Many Palestinians nevertheless see the deal as a success. Insofar as it is seen as such, it will sustain a belief that has gained increasing traction among Palestinians in recent years: that peaceful protest has potential to gain relief from the Palestinians’ predicament. It is a belief that is based on appeal to the conscience of Israelis and of the world community.
In appealing to the conscience of the world community, it dovetails with the Palestinian diplomatic strategy of framing the Israeli-Palestinian conflict as a multilateral issue worthy of attention in the most multilateral of forums, the United Nations.
Despite the meager nature of results thus far from actions such as the hunger strike, an intensified Palestinian commitment to peaceful protest is all to the good, for multiple reasons that ultimately redound to the benefit of both Palestinians and Israelis.
It is good because the continued lack of resolution of the conflict between these two peoples is fundamentally a moral issue involving political rights, having to do with the principles that conflicting claims to land ought not to be resolved through the might-makes-right device of superior military force, that peoples with a national identity ought to enjoy self-determination rather than to endure subjugation and that all peoples are entitled to a secure life inside their own homelands.

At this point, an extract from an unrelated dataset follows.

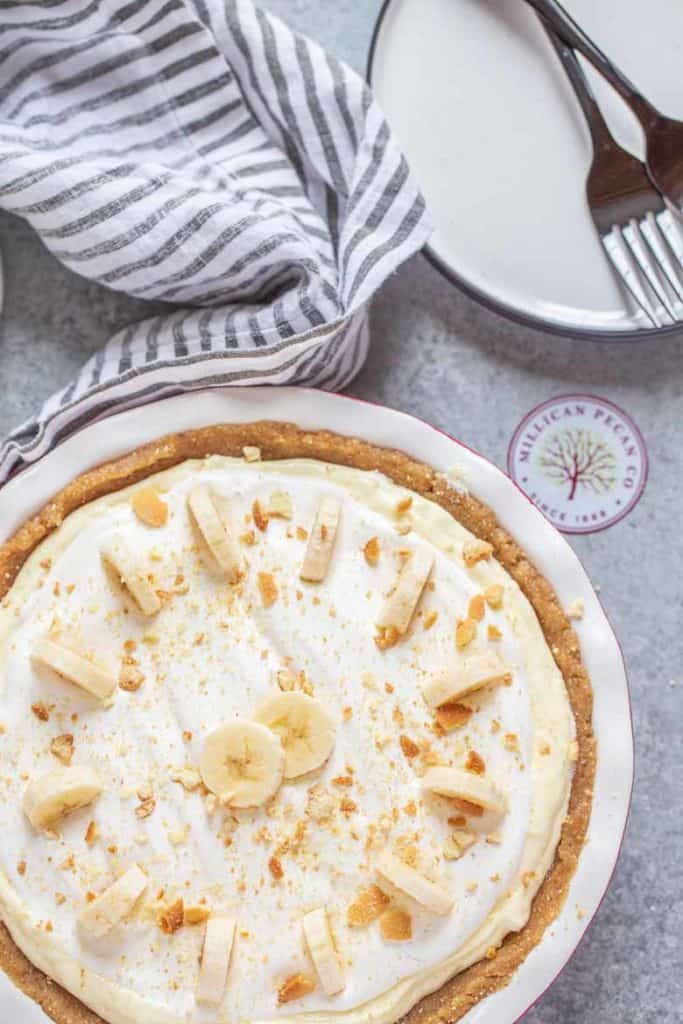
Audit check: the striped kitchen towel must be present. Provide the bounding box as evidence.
[0,0,431,482]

It is good also because peaceful protest represents a rejection of past Palestinian uses of violence, which were condemnable failures both in the direct harm and suffering they caused and in leading Israelis understandably to frame the conflict in terms of their own security. Peaceful protests that do no physical harm to Israel do not have those ill effects.
Peaceful tactics aimed clearly and specifically at relieving the plight of the Palestinians as a subjugated people also avoid contributing to the fallacious notion, which Israeli spokesmen and apologists habitually voice, that the problem is an effort to “delegitimize Israel” by those who somehow hope to destroy it.

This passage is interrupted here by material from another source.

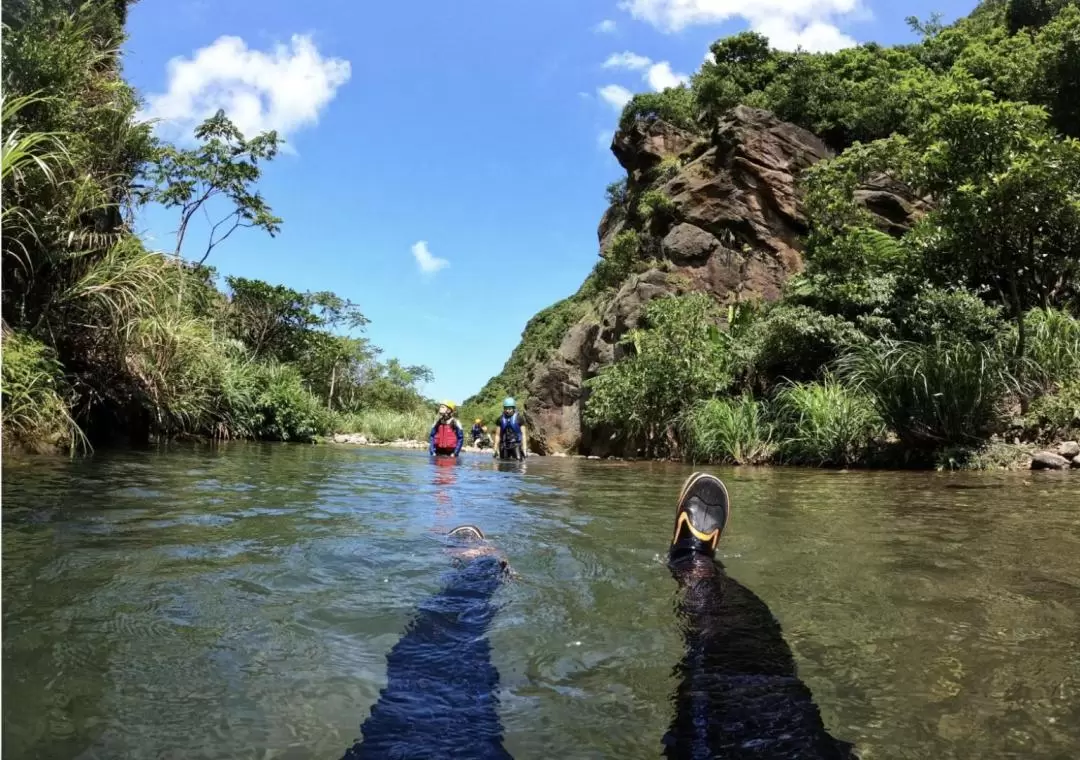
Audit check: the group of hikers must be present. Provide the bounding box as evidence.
[428,397,528,461]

Anyone who has such views and intentions today is a fringe that is almost irrelevant to resolution of this conflict. Such views are not held by the Palestinian leadership, by the community of Arab states as expressed through the Arab League, or by the vast majority of people throughout the world who have ever had anything critical to say about Israeli policies.
The central problem is not illegitimacy of a state or efforts to impute illegitimacy to a state but instead the illegitimacy of denying political rights through conquest and colonization.
Paul R. Pillar, in his 28 years at the Central Intelligence Agency, rose to be one of the agency’s top analysts. He is now a visiting professor at Georgetown University for security studies. (This article first appeared as a blog post at The National Interest’s Web site. Reprinted with author’s permission.)